NASA Armstrong Flight Research Center’s Flight Loads Laboratory completed structural evaluations on a modified Gulfstream G-III aircraft that will serve as a test bed for the Adaptive Compliant Trailing Edge (ACTE) project. The loads tests assisted engineers in predicting the levels of structural stress the airplane will likely experience during ACTE research flights. And for the first time, some unusual hardware aided the process: the aircraft was supported by three large inflatable airbags during the tests.

NASA's G-III flying testbed aircraft rests on three airbags in preparation for loads testing in NASA Armstrong's Flight Loads Lab.

ACTE project researchers have replaced the airplane’s conventional aluminum flaps with advanced, shape-changing assemblies that form continuous conformal surfaces with no visible gaps. The advanced flexible trailing-edge wing flaps have the potential to improve aircraft aerodynamic and fuel-use efficiency and reduce airport-area noise generated during takeoff and landing.

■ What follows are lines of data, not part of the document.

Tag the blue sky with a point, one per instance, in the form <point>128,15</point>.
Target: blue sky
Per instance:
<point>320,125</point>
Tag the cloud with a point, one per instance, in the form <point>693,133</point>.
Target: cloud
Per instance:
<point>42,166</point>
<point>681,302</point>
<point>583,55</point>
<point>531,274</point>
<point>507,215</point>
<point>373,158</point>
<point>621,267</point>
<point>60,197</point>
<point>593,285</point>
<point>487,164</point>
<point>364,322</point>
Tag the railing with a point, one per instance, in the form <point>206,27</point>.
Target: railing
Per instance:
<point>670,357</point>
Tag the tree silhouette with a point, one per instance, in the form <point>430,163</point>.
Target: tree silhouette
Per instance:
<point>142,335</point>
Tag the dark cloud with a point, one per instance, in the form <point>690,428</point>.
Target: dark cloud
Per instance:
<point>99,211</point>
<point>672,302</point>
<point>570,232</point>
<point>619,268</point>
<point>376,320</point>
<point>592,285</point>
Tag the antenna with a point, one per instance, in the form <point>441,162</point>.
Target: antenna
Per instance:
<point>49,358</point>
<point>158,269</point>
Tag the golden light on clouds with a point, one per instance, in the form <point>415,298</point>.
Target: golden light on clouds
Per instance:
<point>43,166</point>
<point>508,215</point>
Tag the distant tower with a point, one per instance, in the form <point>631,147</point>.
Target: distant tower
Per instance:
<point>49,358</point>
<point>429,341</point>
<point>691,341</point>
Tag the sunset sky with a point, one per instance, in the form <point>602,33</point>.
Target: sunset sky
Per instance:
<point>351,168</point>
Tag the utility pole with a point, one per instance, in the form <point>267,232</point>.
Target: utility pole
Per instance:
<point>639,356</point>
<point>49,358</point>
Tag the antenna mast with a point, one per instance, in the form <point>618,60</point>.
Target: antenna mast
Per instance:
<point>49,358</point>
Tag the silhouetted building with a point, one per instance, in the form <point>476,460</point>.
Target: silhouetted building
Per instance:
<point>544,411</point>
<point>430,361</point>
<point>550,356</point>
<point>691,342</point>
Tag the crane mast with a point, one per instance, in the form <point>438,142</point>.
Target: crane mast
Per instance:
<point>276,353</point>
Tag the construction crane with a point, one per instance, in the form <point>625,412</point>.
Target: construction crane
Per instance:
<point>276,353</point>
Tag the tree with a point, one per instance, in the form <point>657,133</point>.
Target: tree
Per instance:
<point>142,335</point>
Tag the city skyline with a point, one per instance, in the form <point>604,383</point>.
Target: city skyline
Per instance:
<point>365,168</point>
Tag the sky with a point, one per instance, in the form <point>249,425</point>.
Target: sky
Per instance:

Lifting the airplane off the loads lab floor with the three inflatable airbags, the first step in the testing process, helped isolate the airframe from any potential influence of the landing gear on strain-gage data. The airbags were positioned beneath the wings and aft fuselage to keep the main gear tires off the floor so that loading throughout the aircraft's center wing box structure remained constant. Once the G-III was properly positioned, lab technicians applied loads via hydraulic jacks positioned underneath the wings.